Hicimos un pequeño recorrido al vagón posterior, dejándome conducir por mi acompañante. Era también un coche de primera clase, pero este venía con más asientos vacíos que el nuestro. No le costó trabajo a mi embajador, localizar a su amiga. Ésta se encontraba mirando la oscuridad de la noche, a través de la ventana del ferrocarril. Era una señora de unos cincuenta años.
—¡Lázara, déjame saludarte!– le dijo Aureliano Hernández, dándole la mano—. Este joven que ves aquí conmigo, trae un proyecto muy interesante. Te ruego lo escuches y platiques con él. Pero antes, déjame presentarlo con Rubén Bonifaz, que también viaja en el tren.
—En un momento regreso, señora— le dije a modo de saludo—. Voy a conocer al señor Bonifaz y vuelvo inmediatamente.
Realizamos otra caminata entre vagones y llegamos a donde se encontraba Rubén Bonifaz Nuño. Era un hombre delgado, de unos cuarenta años, de cabello ondulado y bigote, vestido con un traje impecable. Lo sorprendimos abstraído, observando a través de un caleidoscopio forrado en papel plateado, que se había colocado ante el ojo izquierdo.
—Rubén, buenas noches– le interrumpió el Rector de la Universidad—. Te presento al señor Víctor Roble, músico y compositor, quien desea tu colaboración. Está trabajando en una idea de convertir poemas en canciones, con la finalidad de llevar la poesía al pueblo.
—Buenas noches, señor Bonifaz— dije—. Tengo interés en platicar con usted. Sólo le ruego se sirva esperarme un poco porque ya tengo una reunión concertada con una escritora que acabo de conocer aquí en el tren. En una hora estaré de regreso, si no le importa.
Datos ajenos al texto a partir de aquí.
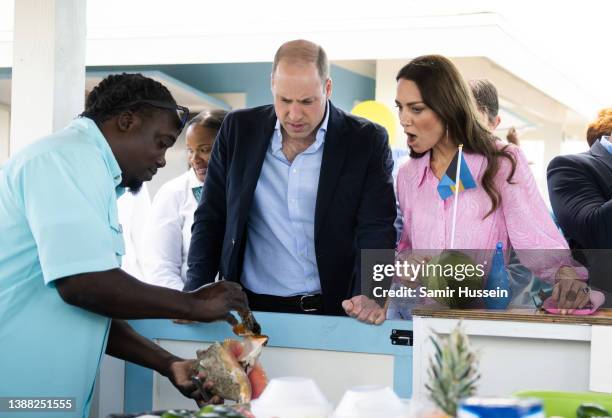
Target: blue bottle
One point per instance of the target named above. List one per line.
(498, 281)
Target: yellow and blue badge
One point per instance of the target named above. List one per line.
(447, 184)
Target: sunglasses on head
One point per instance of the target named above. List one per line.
(182, 113)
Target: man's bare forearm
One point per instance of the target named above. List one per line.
(116, 294)
(127, 344)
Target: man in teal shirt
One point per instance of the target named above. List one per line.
(62, 293)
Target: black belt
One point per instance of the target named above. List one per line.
(289, 304)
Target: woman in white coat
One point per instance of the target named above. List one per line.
(169, 224)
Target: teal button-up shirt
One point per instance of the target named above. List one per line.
(58, 217)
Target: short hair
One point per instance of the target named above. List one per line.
(119, 92)
(600, 126)
(486, 98)
(303, 51)
(211, 119)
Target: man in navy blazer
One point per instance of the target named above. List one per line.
(292, 194)
(580, 188)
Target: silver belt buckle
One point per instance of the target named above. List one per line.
(302, 304)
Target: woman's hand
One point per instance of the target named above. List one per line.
(570, 291)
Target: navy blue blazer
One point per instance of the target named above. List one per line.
(580, 189)
(355, 207)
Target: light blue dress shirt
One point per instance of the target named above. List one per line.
(58, 217)
(605, 141)
(280, 254)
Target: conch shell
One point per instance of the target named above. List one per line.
(234, 368)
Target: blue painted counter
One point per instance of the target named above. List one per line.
(329, 333)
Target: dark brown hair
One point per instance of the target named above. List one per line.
(211, 119)
(600, 126)
(303, 51)
(445, 92)
(485, 94)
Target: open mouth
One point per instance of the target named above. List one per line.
(411, 138)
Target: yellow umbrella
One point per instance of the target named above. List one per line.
(379, 113)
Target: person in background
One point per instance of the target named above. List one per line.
(437, 113)
(294, 191)
(168, 229)
(487, 103)
(581, 197)
(63, 297)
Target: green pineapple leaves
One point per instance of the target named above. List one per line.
(452, 370)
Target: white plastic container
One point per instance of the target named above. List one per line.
(370, 401)
(291, 397)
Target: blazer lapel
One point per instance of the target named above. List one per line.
(602, 154)
(334, 153)
(254, 159)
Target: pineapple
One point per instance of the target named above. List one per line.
(452, 372)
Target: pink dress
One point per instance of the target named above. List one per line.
(521, 221)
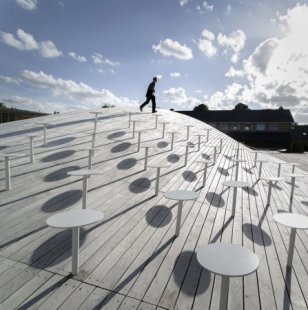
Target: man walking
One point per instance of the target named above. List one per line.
(150, 96)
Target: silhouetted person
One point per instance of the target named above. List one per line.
(150, 96)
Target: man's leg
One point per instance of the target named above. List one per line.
(145, 103)
(153, 104)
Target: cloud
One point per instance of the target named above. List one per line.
(99, 59)
(171, 48)
(27, 4)
(178, 96)
(26, 42)
(175, 74)
(77, 57)
(82, 93)
(235, 41)
(205, 7)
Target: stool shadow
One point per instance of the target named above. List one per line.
(173, 158)
(162, 144)
(60, 174)
(58, 156)
(223, 171)
(140, 185)
(189, 176)
(215, 199)
(59, 141)
(126, 163)
(256, 234)
(56, 249)
(159, 216)
(187, 272)
(115, 135)
(121, 147)
(62, 201)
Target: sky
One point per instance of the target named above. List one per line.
(61, 55)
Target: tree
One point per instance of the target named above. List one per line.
(241, 107)
(201, 107)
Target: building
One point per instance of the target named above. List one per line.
(257, 128)
(12, 114)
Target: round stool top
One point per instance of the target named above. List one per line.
(292, 220)
(294, 175)
(272, 178)
(228, 259)
(181, 195)
(11, 155)
(232, 183)
(75, 218)
(84, 172)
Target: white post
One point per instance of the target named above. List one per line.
(139, 141)
(31, 150)
(172, 140)
(291, 246)
(84, 191)
(292, 193)
(224, 291)
(178, 219)
(234, 201)
(75, 250)
(7, 173)
(146, 158)
(157, 181)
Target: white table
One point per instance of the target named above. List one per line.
(293, 176)
(7, 157)
(84, 173)
(158, 167)
(206, 164)
(75, 219)
(235, 185)
(227, 260)
(180, 196)
(294, 221)
(270, 180)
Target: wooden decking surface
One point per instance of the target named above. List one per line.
(132, 260)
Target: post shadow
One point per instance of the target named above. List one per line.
(62, 201)
(60, 174)
(58, 156)
(187, 265)
(159, 216)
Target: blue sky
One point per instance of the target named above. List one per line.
(58, 55)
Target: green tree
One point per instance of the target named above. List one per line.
(201, 107)
(241, 107)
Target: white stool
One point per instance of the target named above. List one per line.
(235, 185)
(158, 167)
(227, 260)
(293, 176)
(206, 164)
(7, 157)
(75, 219)
(270, 181)
(294, 221)
(180, 196)
(84, 174)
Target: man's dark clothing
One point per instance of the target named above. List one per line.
(150, 97)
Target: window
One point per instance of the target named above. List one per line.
(260, 127)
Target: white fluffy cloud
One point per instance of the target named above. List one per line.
(235, 41)
(77, 57)
(169, 48)
(276, 71)
(27, 4)
(82, 93)
(100, 59)
(26, 42)
(178, 96)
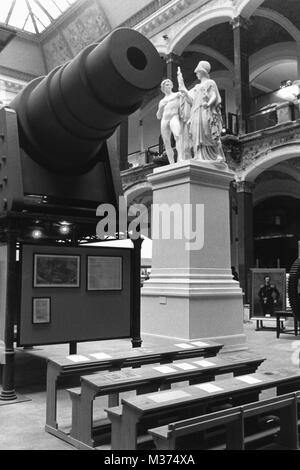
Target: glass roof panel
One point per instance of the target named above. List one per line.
(33, 16)
(4, 10)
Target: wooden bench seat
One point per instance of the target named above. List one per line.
(76, 366)
(160, 408)
(233, 420)
(145, 380)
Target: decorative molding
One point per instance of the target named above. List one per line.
(240, 22)
(89, 25)
(244, 187)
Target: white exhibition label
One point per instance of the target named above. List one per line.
(249, 379)
(167, 396)
(185, 366)
(184, 346)
(164, 369)
(210, 388)
(78, 358)
(204, 363)
(101, 356)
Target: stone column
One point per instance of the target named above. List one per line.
(241, 71)
(191, 293)
(122, 144)
(173, 61)
(298, 60)
(245, 233)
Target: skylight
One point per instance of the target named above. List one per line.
(32, 16)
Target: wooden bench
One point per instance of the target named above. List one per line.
(76, 366)
(286, 314)
(166, 437)
(152, 410)
(260, 321)
(144, 380)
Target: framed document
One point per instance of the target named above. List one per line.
(41, 310)
(104, 273)
(56, 270)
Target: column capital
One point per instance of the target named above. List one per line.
(240, 22)
(173, 58)
(244, 187)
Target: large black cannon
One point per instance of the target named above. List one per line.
(54, 135)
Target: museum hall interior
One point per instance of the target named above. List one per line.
(149, 233)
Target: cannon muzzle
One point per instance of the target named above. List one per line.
(65, 117)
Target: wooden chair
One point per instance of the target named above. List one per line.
(165, 437)
(234, 421)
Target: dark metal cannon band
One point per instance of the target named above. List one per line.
(64, 118)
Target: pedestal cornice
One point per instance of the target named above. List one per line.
(193, 172)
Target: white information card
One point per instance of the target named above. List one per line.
(167, 396)
(210, 388)
(204, 363)
(249, 379)
(164, 369)
(185, 366)
(101, 356)
(78, 358)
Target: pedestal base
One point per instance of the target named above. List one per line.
(218, 318)
(191, 293)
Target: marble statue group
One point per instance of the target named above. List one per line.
(194, 117)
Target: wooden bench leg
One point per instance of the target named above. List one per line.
(51, 398)
(76, 402)
(277, 327)
(116, 432)
(289, 427)
(235, 434)
(113, 400)
(82, 430)
(165, 444)
(296, 326)
(129, 429)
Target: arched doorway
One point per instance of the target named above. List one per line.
(276, 232)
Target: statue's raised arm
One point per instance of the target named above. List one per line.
(205, 125)
(170, 116)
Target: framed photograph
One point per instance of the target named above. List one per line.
(41, 310)
(268, 292)
(56, 270)
(104, 273)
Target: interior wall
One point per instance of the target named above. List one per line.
(23, 56)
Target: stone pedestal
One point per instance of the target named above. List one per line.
(191, 293)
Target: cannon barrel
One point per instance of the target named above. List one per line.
(65, 117)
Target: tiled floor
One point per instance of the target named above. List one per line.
(22, 423)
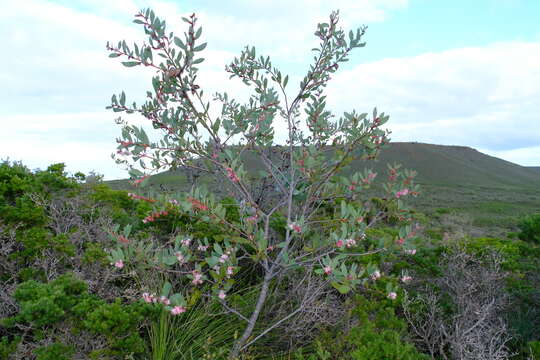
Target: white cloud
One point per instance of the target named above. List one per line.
(479, 97)
(58, 79)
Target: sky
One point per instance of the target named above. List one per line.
(451, 72)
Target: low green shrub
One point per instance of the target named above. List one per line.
(530, 228)
(54, 351)
(379, 335)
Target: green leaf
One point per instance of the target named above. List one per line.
(179, 43)
(130, 63)
(166, 289)
(177, 300)
(200, 47)
(343, 289)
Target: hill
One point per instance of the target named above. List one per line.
(457, 166)
(482, 194)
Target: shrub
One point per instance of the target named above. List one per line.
(378, 334)
(304, 185)
(54, 351)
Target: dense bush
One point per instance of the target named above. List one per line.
(530, 228)
(374, 332)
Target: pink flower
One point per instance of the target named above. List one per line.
(252, 218)
(232, 175)
(164, 300)
(148, 298)
(178, 310)
(402, 193)
(369, 178)
(197, 278)
(406, 278)
(295, 227)
(180, 257)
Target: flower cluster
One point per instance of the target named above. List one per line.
(295, 227)
(197, 205)
(232, 175)
(401, 193)
(155, 215)
(139, 197)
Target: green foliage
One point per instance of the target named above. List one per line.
(534, 349)
(66, 300)
(45, 304)
(119, 323)
(123, 209)
(203, 335)
(7, 347)
(380, 334)
(530, 228)
(54, 351)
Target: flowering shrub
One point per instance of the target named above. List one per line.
(324, 214)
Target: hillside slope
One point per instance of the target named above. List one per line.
(456, 165)
(437, 165)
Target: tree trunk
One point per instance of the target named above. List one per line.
(253, 318)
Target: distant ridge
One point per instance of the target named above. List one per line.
(457, 165)
(439, 165)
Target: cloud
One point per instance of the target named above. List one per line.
(58, 78)
(479, 97)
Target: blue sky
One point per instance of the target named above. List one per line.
(447, 72)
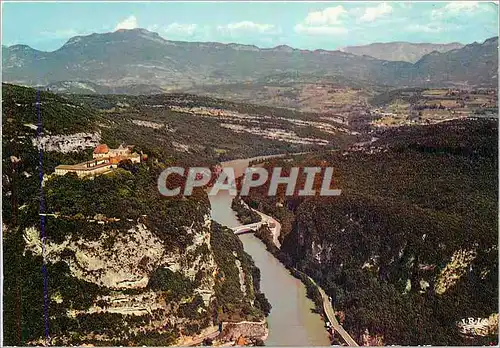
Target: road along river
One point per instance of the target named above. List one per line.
(291, 321)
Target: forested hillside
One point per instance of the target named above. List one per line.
(409, 249)
(124, 265)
—No tenga cuidado, yo lo espero— contestó amable—. Soy una persona muy desvelada y el ruido del ferrocarril me puede traer la inspiración para concluir uno de mis poemas.
Antes de dejarlo, el Rector y Bonifaz Nuño se estrecharon en un abrazo. Observé que se trataban con afecto y consideración.
Acompañé al licenciado Hernández Palacios hasta su lugar, agradeciéndole el apoyo que me había brindado.